Simply put, your customer’s rave reviews about your product or service comes at that customer’s good will — and his memory. You can’t make it happen, nor can you count on a customer remembering to refer prospective clients your way when an opportunity presents itself. They could even be afraid of ruining your business if you get too popular and their best-kept secret gets out. They might keep mum. Unlike paid advertising, through which you choose the channel, the audience, and the timing of messages, word-of-mouth marketing is largely a product of chance.
You can’t control or censor what your customers say about you. With innumerable outlets to pour out both positive and negative experiences with you, especially social media and online review websites, word-of-mouth marketing shows its downsides when a single unsatisfied customers, with choruses from your ruthless competitors, take to the air waves to bash your product or service.
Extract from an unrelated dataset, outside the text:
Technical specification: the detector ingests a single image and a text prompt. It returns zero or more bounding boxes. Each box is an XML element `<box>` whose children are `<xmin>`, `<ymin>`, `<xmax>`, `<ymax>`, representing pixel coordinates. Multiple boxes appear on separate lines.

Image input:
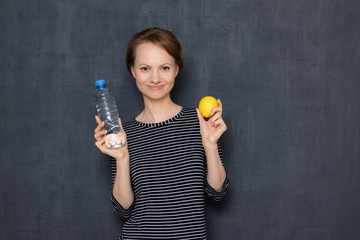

Even with positive word-of-mouth marketing, you have little control over an important marketing pillar: positioning. Your satisfied customers may peg you as being the greatest and most affordable supplier of a service when your marketing plans called for going after the luxury, high-end portion of your market. In this case, earned media and aggressive public relations can help you influence “the story” about your business.
Word-of-mouth marketing can’t be relied upon as a primary source of marketing for your business. Once the buzz stops, interest and knowledge of your product can come to a complete standstill. Rather, word of mouth works well when it supplements a full-scale marketing effort that tells the complete story of your company through multiple outlets.
As a small-business owner, you may already be sold on the value of word-of-mouth marketing, but you should be cautious of another of its potential pitfalls: unscrupulous practices to generate buzz about a business. For example, paying people to talk positively about a product, or negatively about a competitor’s product, without revealing the agreement is known as "shilling," and is considered unethical. Some small business owners can go as far as creating fake identities and posting product promotions on websites to generate talk. In the extreme, some companies have retaliated against customers for vocal complaints. Good word of mouth comes from good products and services, not trickery or abuse.
Spark word of mouth by exceeding your customer’s expectations every time. There’s no substitute for a job well done. That’s what your reputation is founded on, and there’s no argument against a multitude of satisfied customers. Ask for a referral, says Inc. magazine expert Nancy Michaels. After establishing a track record and building a relationship with your customers, you’re in a great position to petition your customers to “return the favor” of a job well done with a little friendly referral. WOMMA recommends developing tools to make telling others about your service as easy as possible. These can include online forums, feedback tools, and increased presence on social networks.